The veteran 25th portable hospital, numbering many Chicagoans and downstate Illinoisans, jumped from ships today to become the first American hospital in southern Japan. Every doctor but one is a Rush Medical College graduate. Commanded by tall Maj. Frederic de Peyster] of 445 Cedar St. Winnetka, they include Capt. Hugo Baum, 55 E. Washington st., Chicago, and Capt. Edward Murphy, Dixon, Ill., who comprise a special surgical team, and Capt. Roy Swanson, Leadville, Colo.

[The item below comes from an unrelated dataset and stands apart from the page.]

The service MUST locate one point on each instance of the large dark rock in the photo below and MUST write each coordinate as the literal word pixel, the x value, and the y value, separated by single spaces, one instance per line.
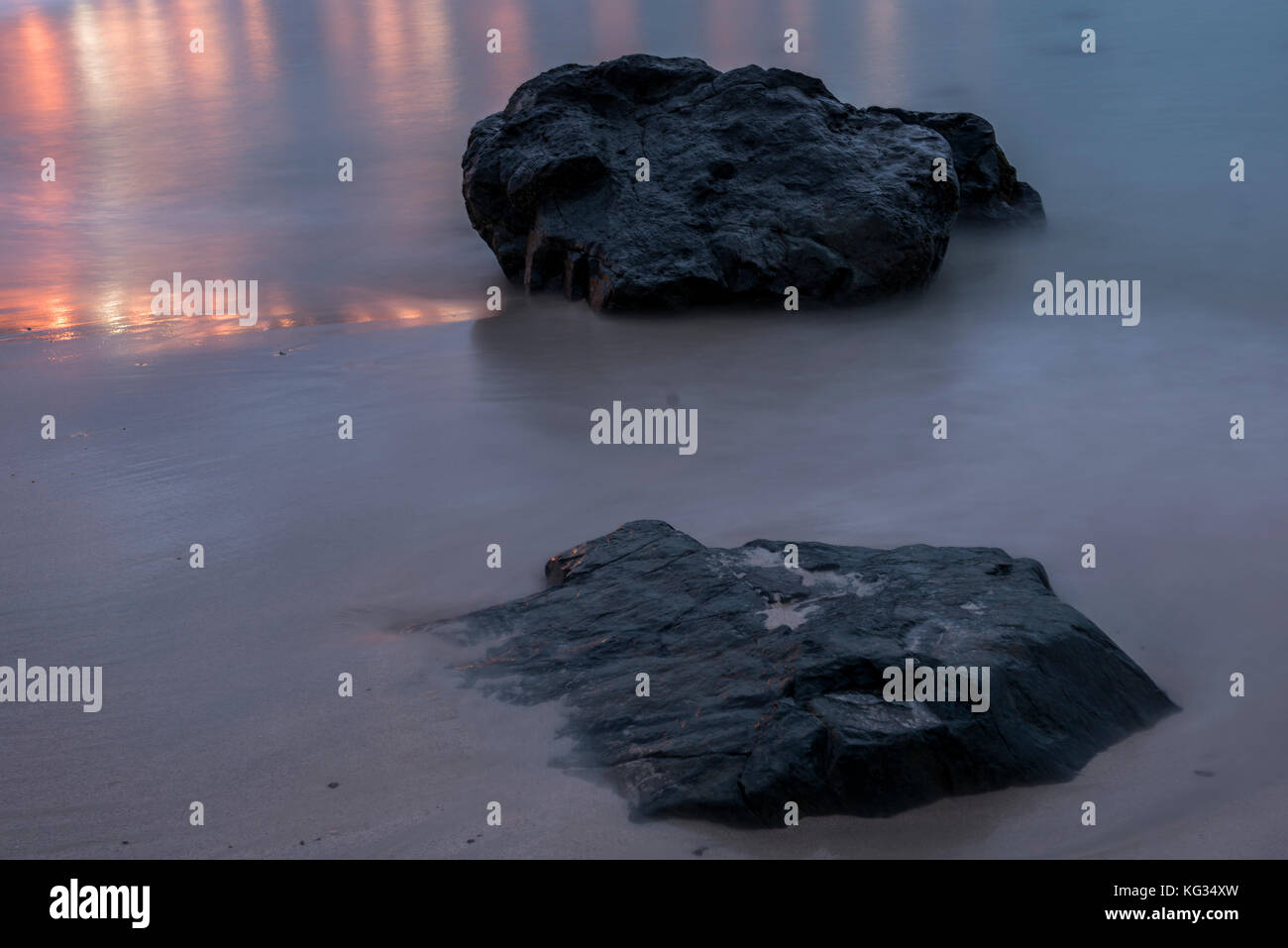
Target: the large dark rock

The remainder of Weller's dispatch consists of a series of direct quotations from men of this medical corps with names, addresses, and photographs (these last are not from in Japan but are formal military portraits). Samples:

'Tell the boys on the Chicago Daily News fifth floor that the heat here is terrific,' said Corp. Carl Johnson, 4729 N. Avers av., Chicago Daily News composing room employee on leave in service....Corp. Walter Newman, Beloit, Wis., drove past with a box marked 'human blood' and said, 'I've seen it--let's go home.'

After the September 6 dispatch from Kanoya, Weller's next dispatch was printed on September 12 with an "Ōmuta, Kyushu" dateline (Omuta was a prisoner of war camp approximately 100 miles by railroad from Nagasaki and twice that from Kanoya. Headlined "New Saga of Boldness For Wermuth as Captive" it is an account of the famous "One-Man-Army" Captain Arthur W. Wermuth continuing his leadership as a POW on a Hellship carrying prisoners to Japan.